Technical Benchmarking
Technical benchmarking, or comparing statistics generated by a call center system against published industry norms, is another common technique for evaluating a system. It has the advantage of using data which is already being generated by existing systems, such as average hold times, and call abandon rates, so the only additional expense is buying benchmark statistics from a third party.
Unfortunately, these statistics are often promoted as a measure of caller satisfaction, when they are really proxies at best. For example, it is clearly good if the average hold time is shorter than industry norms, but that doesn't mean customers are being well served.
In the worst case, relying too heavily on technical benchmarking can lead to a customer service operation managing to the numbers, rather than managing to customer service. For example, call center agents under pressure to reduce their average call time have been known to abruptly hang up on callers with difficult problems. That certainly will reduce average call length, but at the expense of customer satisfaction.
In addition, while technical benchmarking can help decide if a system is performing poorly, it can't tell you if a replacement system will be any better, since it is only meaningful once a system is rolled out.
Focus Groups
Focus groups, intensive interviews with small numbers of customers, are similar in many ways to Wizard of Oz testing. This method can generate a lot of ideas for improvement, and qualitative feedback about a new or existing customer service operation, but it can't generate statistically valid or comparative data.
Employee Test Calls
Employee test calls are a very common method for testing new automated systems. This involves having employees call into an application, and provide feedback for improvement (often through a survey). It has the sole advantage of being fast and cheap.
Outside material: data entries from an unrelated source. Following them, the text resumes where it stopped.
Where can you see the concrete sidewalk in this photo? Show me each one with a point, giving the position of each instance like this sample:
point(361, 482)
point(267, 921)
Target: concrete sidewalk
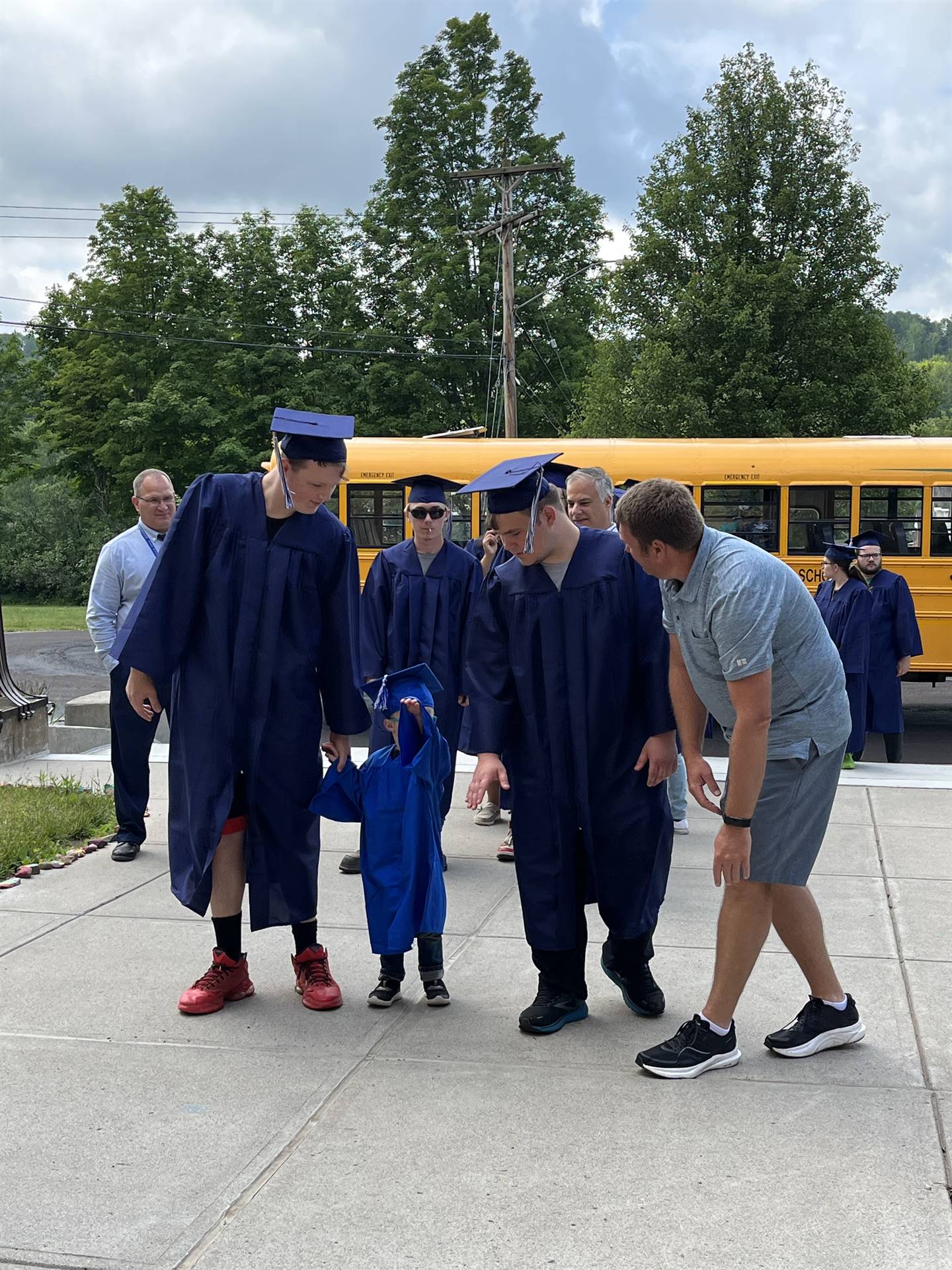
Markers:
point(272, 1138)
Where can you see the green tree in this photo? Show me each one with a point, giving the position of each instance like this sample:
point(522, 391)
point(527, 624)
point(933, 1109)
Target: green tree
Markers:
point(753, 290)
point(429, 287)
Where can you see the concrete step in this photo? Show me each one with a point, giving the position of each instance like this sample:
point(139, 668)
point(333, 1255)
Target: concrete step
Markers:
point(65, 740)
point(93, 712)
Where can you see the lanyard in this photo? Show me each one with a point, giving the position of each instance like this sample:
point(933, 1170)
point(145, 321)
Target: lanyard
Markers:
point(153, 548)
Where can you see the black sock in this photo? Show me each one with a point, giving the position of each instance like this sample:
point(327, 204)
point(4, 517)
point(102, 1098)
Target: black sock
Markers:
point(227, 935)
point(305, 935)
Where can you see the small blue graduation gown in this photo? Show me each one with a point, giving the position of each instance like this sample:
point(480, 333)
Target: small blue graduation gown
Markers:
point(568, 686)
point(395, 795)
point(847, 614)
point(408, 618)
point(257, 638)
point(894, 635)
Unless the system is intended to be used by employees (for example, an HR hotline), this method can actually be worse than doing no testing at all.
The problem lies in the fact that employees are a very different group of people than customers. Employees are familiar with the jargon and processes of the company and industry, where customers generally are not. We have experience with several companies which successfully tested new applications using employee calls, yet found that the expensive new system completely failed to serve the needs of real customers.
As a result, we strongly recommend that companies not rely on employee calls to test a new system.